Remove the possibility that you may be wrong and you risk saying nothing useful.

The title is an allusion to one of my favourite parts of a Talking Heads song (it’s off of Psycho Killer). Years ago, in an act I can now recognise as the subconscious subterfuge it was, I wrote a 300-word essay about Talking Heads and Once in a Lifetime in a business school application for a degree I did not want. I will by grateful for all of eternity to the highly unpopular mid-2000s show, Rock Star: Supernova for introducing me to the song when somebody called Dilana sang it in an elimination round. Also thank you for introducing me to Blondie, Rock Star: Supernova.

As I wait for two deals to close over the course of this week, which will determine how I scale Milk Toast, the best thing for me to do this week, I concluded, is write. Some for myself, some for others, but just write. I'm so tempted – the moment I know these letters might go through other pupils – to frame this in a way I would never frame it for myself. I'm so tempted to say not: the best thing for me to do this week is write. But instead to say: the most useful thing I could do is define and execute against a strategy for my online presence. After all, as an early-stage entrepreneur, as I give myself three days to see how the chips fall before expanding work and resourcing, shouldn't I be 'doing something useful'? Is writing for writing’s sake inherently useless? Is writing only useful if it’s done in service of one's online presence – or one's career as a writer.

This is where what I find to be of value when I think about writing about growth starts to diverge from the fare that's on offer. At this inflection point, the WSJ-blurbed book from the successful West Coast type segues into an example of another successful West Coast type's approach followed by a framework. The LinkedIn Top Voice tells you that it's often useful to do nothing, to step back, to refocus. Rocket emoji.

Slack, LinkedIn, and corporate communication in Techistan have done the opposite of what the moon landings did in 1969. They’ve made rockets uncool.
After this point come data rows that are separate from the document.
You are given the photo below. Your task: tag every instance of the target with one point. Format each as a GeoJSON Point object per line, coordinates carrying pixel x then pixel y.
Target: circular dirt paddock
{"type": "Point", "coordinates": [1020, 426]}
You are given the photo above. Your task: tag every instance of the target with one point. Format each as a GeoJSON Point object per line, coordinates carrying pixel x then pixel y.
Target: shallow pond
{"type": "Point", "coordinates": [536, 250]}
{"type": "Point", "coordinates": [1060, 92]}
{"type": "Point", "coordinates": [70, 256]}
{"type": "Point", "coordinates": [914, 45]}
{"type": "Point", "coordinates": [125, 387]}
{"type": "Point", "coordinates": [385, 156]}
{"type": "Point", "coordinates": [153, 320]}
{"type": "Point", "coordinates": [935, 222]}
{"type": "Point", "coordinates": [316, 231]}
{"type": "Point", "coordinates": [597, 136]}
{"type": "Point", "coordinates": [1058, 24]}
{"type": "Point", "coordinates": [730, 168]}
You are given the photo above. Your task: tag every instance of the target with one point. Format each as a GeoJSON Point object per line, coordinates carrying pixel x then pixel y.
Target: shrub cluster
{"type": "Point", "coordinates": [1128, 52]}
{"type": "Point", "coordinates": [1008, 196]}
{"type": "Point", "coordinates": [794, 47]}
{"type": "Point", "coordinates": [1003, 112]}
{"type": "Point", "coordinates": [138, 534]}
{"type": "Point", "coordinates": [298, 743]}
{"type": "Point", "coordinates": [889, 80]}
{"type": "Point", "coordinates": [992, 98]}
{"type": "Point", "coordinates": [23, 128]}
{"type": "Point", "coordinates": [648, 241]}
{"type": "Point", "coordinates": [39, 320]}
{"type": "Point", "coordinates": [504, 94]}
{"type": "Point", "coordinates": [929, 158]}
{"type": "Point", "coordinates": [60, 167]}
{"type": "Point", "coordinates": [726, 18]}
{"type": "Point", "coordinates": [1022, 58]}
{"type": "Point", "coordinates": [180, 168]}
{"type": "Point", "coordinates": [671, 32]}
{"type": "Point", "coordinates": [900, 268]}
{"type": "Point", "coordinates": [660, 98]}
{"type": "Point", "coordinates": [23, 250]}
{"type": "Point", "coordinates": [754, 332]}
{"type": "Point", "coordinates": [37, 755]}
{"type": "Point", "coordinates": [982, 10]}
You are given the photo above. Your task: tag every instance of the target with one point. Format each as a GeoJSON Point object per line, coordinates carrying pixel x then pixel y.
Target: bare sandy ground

But I already know that it's often useful to do nothing, to step back, to refocus. And while I can share a few approaches that have worked for me and others (peppered with examples of the unicorns they've gone on to helm) that have helped with pipeline management, resource planning, etc., I have a sinking suspicion. A lot of these frameworks are seen as useful not because they are inherently novel (most are evident when first-principles thinking is applied) but because of the names attached to the approach. The reader trades off useability for social proof. That's the benefit of documenting in real-time the experiments I'm undertaking to answer questions of growth about which I'm curious. The reader has skin in the game and is in for the journey. The journey, in turn, is where the reader learns something new. To return to the sausage analogy I seem to often employ: the only way to learn how to make a sausage is to see how it's made (by someone who has a firm view on how a good sausage is made, no doubt) rather than to have it presented by someone who goes on to describe the conditions of the kitchen in which it was made.